ARIATHA [28. Gaun Pemberian]

316 13 0
                                    


Reatha masih gusar di tempat tidur. Hari yang ingin ia lenyapkan dari kelender nya telah tiba. Dan ia bingung sekarang.

"Pergi atau tidak ya?"

Pertanyaan itu entah sudah berapa kali ia lontarkan sejak tadi. Bahkan sejak Reatha baru saja bangun tidur, hingga jam sudah menunjukkan pukul satu siang.

Iya, perempuan itu sudah tujuh jam lamanya bermalas-malasan di atas kasur, tanpa beranjak sama sekali. Bahkan ia sudah lupa untuk mengisi perutnya dengan minuman apalagi makanan.

Pikirannya hanya berpusat pada ibunya. Pada hari dimana ia akan menjadi wanita paling sedih sedunia.

Hari pernikahan ibunya yang sudah sejak lama menyita perhatian Reatha akhirnya tiba juga. Ia pun masih mengingatnya dengan baik, saat terakhir kali ia berbicara dengan ibunya via telepon.

"Hari minggu kamu libur kerja kan, sayang? Ingat datang ke acara Ibu, ya. Kalau kamu nggak datang, Ibu pasti bakal sedih banget."

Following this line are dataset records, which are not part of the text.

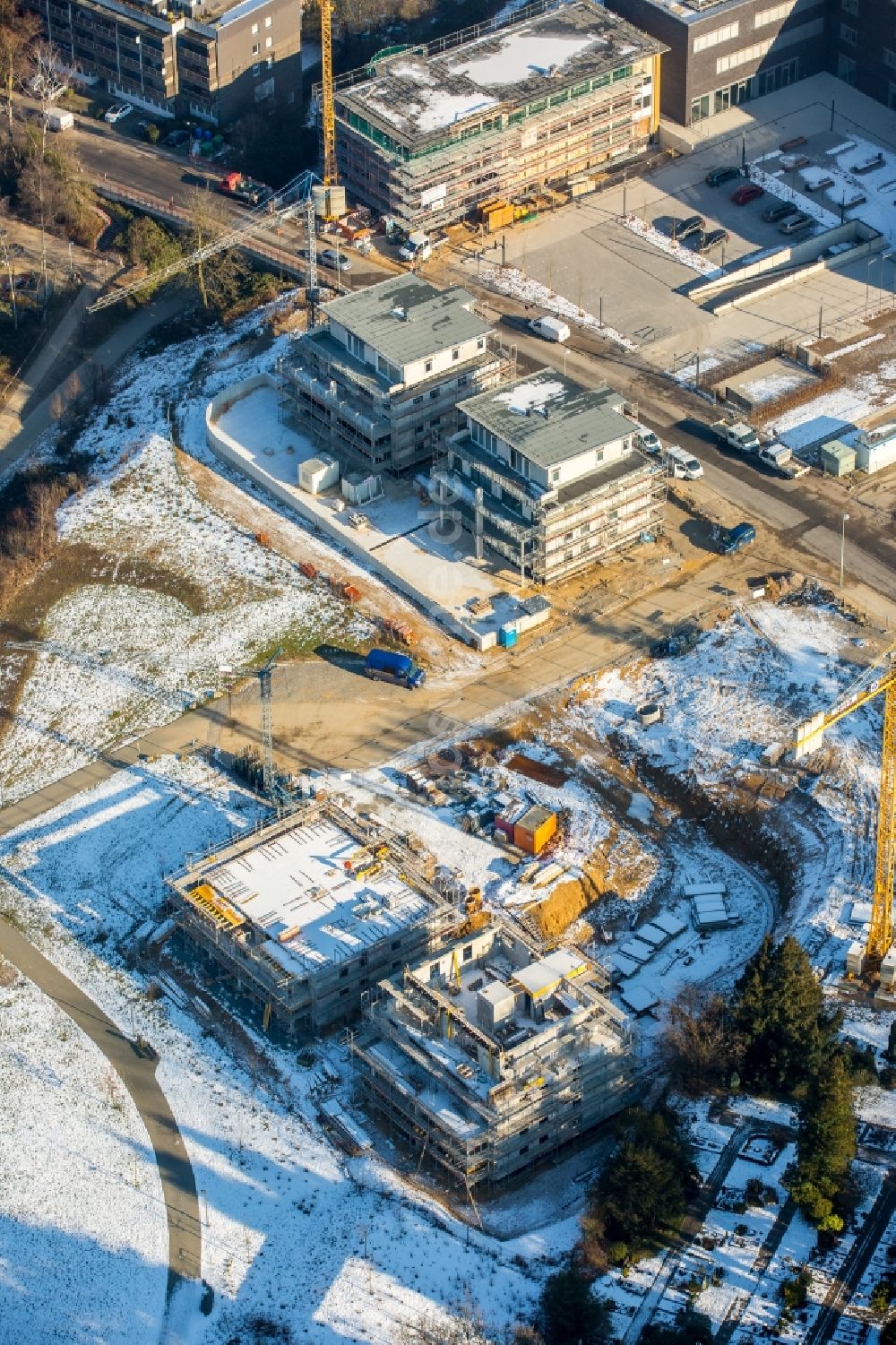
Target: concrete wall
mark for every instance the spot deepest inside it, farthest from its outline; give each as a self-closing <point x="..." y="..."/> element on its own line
<point x="228" y="450"/>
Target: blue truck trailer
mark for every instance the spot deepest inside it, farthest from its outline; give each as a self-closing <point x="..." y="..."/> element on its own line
<point x="389" y="666"/>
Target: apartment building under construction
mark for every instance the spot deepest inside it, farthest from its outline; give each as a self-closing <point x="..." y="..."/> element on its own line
<point x="428" y="134"/>
<point x="311" y="910"/>
<point x="488" y="1055"/>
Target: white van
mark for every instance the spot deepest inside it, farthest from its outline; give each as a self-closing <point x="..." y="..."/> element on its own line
<point x="550" y="328"/>
<point x="58" y="118"/>
<point x="681" y="464"/>
<point x="418" y="247"/>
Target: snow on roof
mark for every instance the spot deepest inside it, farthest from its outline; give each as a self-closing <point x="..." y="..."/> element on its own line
<point x="523" y="53"/>
<point x="531" y="394"/>
<point x="638" y="998"/>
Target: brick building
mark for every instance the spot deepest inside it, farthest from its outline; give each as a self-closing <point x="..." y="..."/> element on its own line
<point x="212" y="61"/>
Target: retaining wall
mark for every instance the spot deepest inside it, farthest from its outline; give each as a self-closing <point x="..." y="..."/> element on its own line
<point x="228" y="450"/>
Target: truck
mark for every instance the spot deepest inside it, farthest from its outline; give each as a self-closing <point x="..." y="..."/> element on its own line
<point x="389" y="666"/>
<point x="737" y="435"/>
<point x="246" y="190"/>
<point x="782" y="461"/>
<point x="418" y="247"/>
<point x="58" y="118"/>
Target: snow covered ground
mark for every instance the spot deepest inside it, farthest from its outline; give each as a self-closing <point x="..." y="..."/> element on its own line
<point x="340" y="1248"/>
<point x="83" y="1242"/>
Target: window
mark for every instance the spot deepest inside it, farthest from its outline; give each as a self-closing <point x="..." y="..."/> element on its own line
<point x="712" y="39"/>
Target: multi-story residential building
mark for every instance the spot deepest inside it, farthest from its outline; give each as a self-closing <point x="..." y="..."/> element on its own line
<point x="214" y="59"/>
<point x="547" y="474"/>
<point x="863" y="46"/>
<point x="498" y="110"/>
<point x="488" y="1056"/>
<point x="378" y="384"/>
<point x="723" y="53"/>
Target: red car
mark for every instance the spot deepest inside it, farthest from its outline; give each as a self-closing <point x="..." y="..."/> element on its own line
<point x="750" y="191"/>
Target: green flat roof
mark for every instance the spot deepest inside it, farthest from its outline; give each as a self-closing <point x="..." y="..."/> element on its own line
<point x="549" y="418"/>
<point x="405" y="317"/>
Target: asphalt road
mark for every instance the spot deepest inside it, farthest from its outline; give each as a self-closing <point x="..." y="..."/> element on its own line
<point x="139" y="1078"/>
<point x="806" y="514"/>
<point x="855" y="1266"/>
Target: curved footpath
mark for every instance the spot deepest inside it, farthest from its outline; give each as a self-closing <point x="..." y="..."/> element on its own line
<point x="139" y="1078"/>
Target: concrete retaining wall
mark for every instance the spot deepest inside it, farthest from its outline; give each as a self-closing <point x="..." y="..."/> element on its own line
<point x="802" y="257"/>
<point x="228" y="450"/>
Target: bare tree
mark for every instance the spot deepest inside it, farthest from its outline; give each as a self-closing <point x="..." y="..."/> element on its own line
<point x="18" y="37"/>
<point x="218" y="277"/>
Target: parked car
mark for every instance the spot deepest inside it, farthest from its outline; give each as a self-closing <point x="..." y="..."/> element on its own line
<point x="330" y="257"/>
<point x="694" y="225"/>
<point x="117" y="112"/>
<point x="750" y="191"/>
<point x="798" y="223"/>
<point x="774" y="214"/>
<point x="734" y="539"/>
<point x="549" y="328"/>
<point x="718" y="177"/>
<point x="710" y="239"/>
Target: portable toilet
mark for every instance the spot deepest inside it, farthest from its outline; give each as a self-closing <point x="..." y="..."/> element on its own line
<point x="837" y="459"/>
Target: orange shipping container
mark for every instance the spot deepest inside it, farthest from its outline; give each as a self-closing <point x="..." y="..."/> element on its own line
<point x="534" y="830"/>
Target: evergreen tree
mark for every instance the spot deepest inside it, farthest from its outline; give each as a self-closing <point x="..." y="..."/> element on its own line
<point x="778" y="1020"/>
<point x="569" y="1312"/>
<point x="825" y="1146"/>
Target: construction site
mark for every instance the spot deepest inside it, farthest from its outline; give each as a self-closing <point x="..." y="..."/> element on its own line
<point x="428" y="134"/>
<point x="311" y="910"/>
<point x="493" y="1055"/>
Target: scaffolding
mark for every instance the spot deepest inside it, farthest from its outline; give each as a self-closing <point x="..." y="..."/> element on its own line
<point x="482" y="1103"/>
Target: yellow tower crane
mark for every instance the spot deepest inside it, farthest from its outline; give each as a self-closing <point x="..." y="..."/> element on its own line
<point x="874" y="682"/>
<point x="330" y="172"/>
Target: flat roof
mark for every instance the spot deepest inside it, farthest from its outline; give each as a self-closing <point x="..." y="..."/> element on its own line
<point x="525" y="58"/>
<point x="295" y="886"/>
<point x="405" y="317"/>
<point x="550" y="418"/>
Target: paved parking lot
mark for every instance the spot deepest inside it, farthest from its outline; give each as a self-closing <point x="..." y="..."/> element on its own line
<point x="585" y="253"/>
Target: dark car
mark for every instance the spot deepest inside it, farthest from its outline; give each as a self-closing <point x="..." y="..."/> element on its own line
<point x="718" y="177"/>
<point x="685" y="228"/>
<point x="774" y="214"/>
<point x="734" y="539"/>
<point x="750" y="191"/>
<point x="710" y="239"/>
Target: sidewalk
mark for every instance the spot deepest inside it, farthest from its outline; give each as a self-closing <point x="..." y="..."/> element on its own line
<point x="19" y="436"/>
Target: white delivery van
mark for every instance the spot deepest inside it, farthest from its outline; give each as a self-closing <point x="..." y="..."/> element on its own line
<point x="683" y="464"/>
<point x="59" y="120"/>
<point x="418" y="247"/>
<point x="550" y="328"/>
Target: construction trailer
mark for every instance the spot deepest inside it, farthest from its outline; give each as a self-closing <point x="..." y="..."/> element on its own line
<point x="490" y="1056"/>
<point x="431" y="134"/>
<point x="311" y="910"/>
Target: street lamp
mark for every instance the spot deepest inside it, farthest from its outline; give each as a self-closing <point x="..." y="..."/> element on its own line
<point x="842" y="547"/>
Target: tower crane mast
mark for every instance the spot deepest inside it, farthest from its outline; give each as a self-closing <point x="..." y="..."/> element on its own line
<point x="809" y="737"/>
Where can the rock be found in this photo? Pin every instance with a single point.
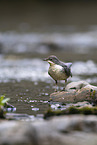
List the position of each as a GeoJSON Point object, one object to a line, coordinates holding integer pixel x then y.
{"type": "Point", "coordinates": [76, 92]}
{"type": "Point", "coordinates": [64, 130]}
{"type": "Point", "coordinates": [76, 85]}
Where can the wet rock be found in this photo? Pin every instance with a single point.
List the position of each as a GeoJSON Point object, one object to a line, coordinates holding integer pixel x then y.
{"type": "Point", "coordinates": [65, 130]}
{"type": "Point", "coordinates": [76, 92]}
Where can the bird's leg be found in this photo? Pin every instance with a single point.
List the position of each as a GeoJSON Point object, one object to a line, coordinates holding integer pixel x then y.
{"type": "Point", "coordinates": [65, 85]}
{"type": "Point", "coordinates": [56, 85]}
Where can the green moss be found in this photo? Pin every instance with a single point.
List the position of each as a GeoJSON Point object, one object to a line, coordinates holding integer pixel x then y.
{"type": "Point", "coordinates": [71, 110]}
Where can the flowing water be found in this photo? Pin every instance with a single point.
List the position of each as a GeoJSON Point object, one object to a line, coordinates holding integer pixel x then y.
{"type": "Point", "coordinates": [26, 81]}
{"type": "Point", "coordinates": [32, 30]}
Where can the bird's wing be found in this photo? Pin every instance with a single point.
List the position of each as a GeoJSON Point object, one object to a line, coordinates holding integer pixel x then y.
{"type": "Point", "coordinates": [68, 64]}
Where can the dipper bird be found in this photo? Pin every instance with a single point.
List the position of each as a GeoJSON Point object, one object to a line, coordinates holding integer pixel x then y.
{"type": "Point", "coordinates": [58, 70]}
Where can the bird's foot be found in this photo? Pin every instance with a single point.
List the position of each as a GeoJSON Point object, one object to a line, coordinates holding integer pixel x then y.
{"type": "Point", "coordinates": [63, 89]}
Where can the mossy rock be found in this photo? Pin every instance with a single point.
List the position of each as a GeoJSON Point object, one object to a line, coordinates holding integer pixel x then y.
{"type": "Point", "coordinates": [75, 94]}
{"type": "Point", "coordinates": [72, 110]}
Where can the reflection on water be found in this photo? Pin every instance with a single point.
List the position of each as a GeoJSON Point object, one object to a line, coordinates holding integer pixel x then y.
{"type": "Point", "coordinates": [28, 85]}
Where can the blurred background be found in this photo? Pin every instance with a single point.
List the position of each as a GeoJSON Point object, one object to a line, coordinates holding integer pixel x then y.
{"type": "Point", "coordinates": [33, 29]}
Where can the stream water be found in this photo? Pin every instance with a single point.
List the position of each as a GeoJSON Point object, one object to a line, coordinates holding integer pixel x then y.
{"type": "Point", "coordinates": [32, 30]}
{"type": "Point", "coordinates": [26, 81]}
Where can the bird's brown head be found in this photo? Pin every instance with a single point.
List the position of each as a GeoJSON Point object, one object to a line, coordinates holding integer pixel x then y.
{"type": "Point", "coordinates": [52, 59]}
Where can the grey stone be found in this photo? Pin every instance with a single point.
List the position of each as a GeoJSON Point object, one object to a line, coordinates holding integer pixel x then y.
{"type": "Point", "coordinates": [76, 92]}
{"type": "Point", "coordinates": [64, 130]}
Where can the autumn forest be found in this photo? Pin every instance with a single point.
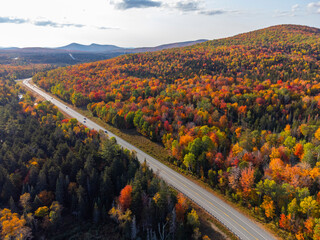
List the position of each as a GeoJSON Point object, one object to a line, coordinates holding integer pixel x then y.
{"type": "Point", "coordinates": [241, 114]}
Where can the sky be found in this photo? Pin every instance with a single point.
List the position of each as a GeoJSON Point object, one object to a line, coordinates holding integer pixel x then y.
{"type": "Point", "coordinates": [143, 23]}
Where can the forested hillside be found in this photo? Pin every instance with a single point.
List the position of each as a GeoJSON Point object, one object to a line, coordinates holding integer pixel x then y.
{"type": "Point", "coordinates": [60, 180]}
{"type": "Point", "coordinates": [241, 113]}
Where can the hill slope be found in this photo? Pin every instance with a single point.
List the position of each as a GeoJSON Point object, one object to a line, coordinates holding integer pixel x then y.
{"type": "Point", "coordinates": [241, 113]}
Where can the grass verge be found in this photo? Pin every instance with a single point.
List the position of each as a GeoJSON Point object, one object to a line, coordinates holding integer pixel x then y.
{"type": "Point", "coordinates": [160, 153]}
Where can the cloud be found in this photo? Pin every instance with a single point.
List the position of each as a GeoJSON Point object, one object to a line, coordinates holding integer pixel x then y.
{"type": "Point", "coordinates": [13, 20]}
{"type": "Point", "coordinates": [314, 7]}
{"type": "Point", "coordinates": [212, 12]}
{"type": "Point", "coordinates": [40, 23]}
{"type": "Point", "coordinates": [128, 4]}
{"type": "Point", "coordinates": [291, 13]}
{"type": "Point", "coordinates": [47, 23]}
{"type": "Point", "coordinates": [107, 28]}
{"type": "Point", "coordinates": [190, 6]}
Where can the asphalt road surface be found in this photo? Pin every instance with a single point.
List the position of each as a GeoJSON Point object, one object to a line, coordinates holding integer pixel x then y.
{"type": "Point", "coordinates": [238, 223]}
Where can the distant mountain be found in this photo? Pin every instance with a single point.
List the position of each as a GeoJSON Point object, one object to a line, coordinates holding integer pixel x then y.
{"type": "Point", "coordinates": [90, 48]}
{"type": "Point", "coordinates": [166, 46]}
{"type": "Point", "coordinates": [95, 48]}
{"type": "Point", "coordinates": [75, 53]}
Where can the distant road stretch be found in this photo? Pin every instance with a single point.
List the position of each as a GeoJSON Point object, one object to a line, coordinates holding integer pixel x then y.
{"type": "Point", "coordinates": [239, 224]}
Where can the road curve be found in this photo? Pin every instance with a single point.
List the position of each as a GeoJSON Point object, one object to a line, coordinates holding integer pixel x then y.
{"type": "Point", "coordinates": [235, 221]}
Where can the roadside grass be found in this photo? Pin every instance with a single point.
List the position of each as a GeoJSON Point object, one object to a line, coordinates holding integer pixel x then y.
{"type": "Point", "coordinates": [160, 153]}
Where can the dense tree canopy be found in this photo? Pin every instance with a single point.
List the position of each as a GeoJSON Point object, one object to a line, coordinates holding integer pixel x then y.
{"type": "Point", "coordinates": [242, 113]}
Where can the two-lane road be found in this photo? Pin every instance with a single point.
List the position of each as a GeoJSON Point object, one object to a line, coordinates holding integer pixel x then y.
{"type": "Point", "coordinates": [238, 223]}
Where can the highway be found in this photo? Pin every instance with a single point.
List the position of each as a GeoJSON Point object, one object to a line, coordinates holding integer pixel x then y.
{"type": "Point", "coordinates": [236, 222]}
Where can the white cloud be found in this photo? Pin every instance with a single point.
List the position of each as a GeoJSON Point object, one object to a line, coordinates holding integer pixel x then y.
{"type": "Point", "coordinates": [314, 7]}
{"type": "Point", "coordinates": [291, 13]}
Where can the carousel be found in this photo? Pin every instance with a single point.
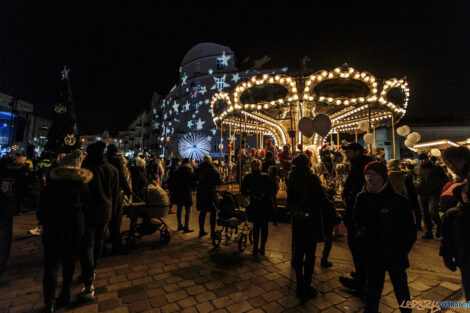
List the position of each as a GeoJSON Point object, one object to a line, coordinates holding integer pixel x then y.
{"type": "Point", "coordinates": [311, 110]}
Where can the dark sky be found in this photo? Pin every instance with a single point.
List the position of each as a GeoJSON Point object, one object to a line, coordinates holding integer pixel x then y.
{"type": "Point", "coordinates": [120, 54]}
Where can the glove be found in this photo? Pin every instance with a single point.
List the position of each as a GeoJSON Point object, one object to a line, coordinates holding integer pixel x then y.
{"type": "Point", "coordinates": [450, 264]}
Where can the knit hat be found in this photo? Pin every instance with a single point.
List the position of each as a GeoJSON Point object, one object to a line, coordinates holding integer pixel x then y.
{"type": "Point", "coordinates": [73, 159]}
{"type": "Point", "coordinates": [139, 162]}
{"type": "Point", "coordinates": [394, 164]}
{"type": "Point", "coordinates": [377, 166]}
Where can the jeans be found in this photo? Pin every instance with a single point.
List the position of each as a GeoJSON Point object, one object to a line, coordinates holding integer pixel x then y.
{"type": "Point", "coordinates": [58, 249]}
{"type": "Point", "coordinates": [430, 208]}
{"type": "Point", "coordinates": [202, 220]}
{"type": "Point", "coordinates": [179, 210]}
{"type": "Point", "coordinates": [465, 272]}
{"type": "Point", "coordinates": [257, 229]}
{"type": "Point", "coordinates": [375, 284]}
{"type": "Point", "coordinates": [115, 227]}
{"type": "Point", "coordinates": [304, 245]}
{"type": "Point", "coordinates": [92, 246]}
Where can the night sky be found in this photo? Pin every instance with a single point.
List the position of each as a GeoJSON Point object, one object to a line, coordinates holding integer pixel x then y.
{"type": "Point", "coordinates": [120, 55]}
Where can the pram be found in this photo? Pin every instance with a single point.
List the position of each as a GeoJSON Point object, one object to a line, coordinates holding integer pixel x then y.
{"type": "Point", "coordinates": [151, 211]}
{"type": "Point", "coordinates": [232, 222]}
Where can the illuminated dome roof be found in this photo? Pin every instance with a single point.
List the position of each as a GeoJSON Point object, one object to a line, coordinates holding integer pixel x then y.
{"type": "Point", "coordinates": [204, 50]}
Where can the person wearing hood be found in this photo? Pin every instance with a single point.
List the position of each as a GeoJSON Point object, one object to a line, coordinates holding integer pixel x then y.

Reatha mendesis pelan, "Ibu bakal sedih banget kalau aku nggak datang ke acara nikahannya, terus kalau gantian aku yang datang ke sana, Ibu tahu nggak sih kalau aku bukan hanya sedih lagi, tapi rasanya kayak udah pengen mati."

Reatha memberontak di atas kasur, menutupi diri dengan selimut dan berteriak sekencang-kencangnya, hingga mendadak terdengar suara ketukan di kamarnya.

Reatha yang menyadari suara itu seketika menutup mulut, membuka selimut dan segera bangun dari tempat tidur. Ia berjalan cepat menuju pintu.

"Bi Kinan?" ucapnya saat membuka pintu kamarnya.

Perempuan paruh baya itu tersenyum padanya, lalu menyodorkan sebuah bingkisan pada Reatha.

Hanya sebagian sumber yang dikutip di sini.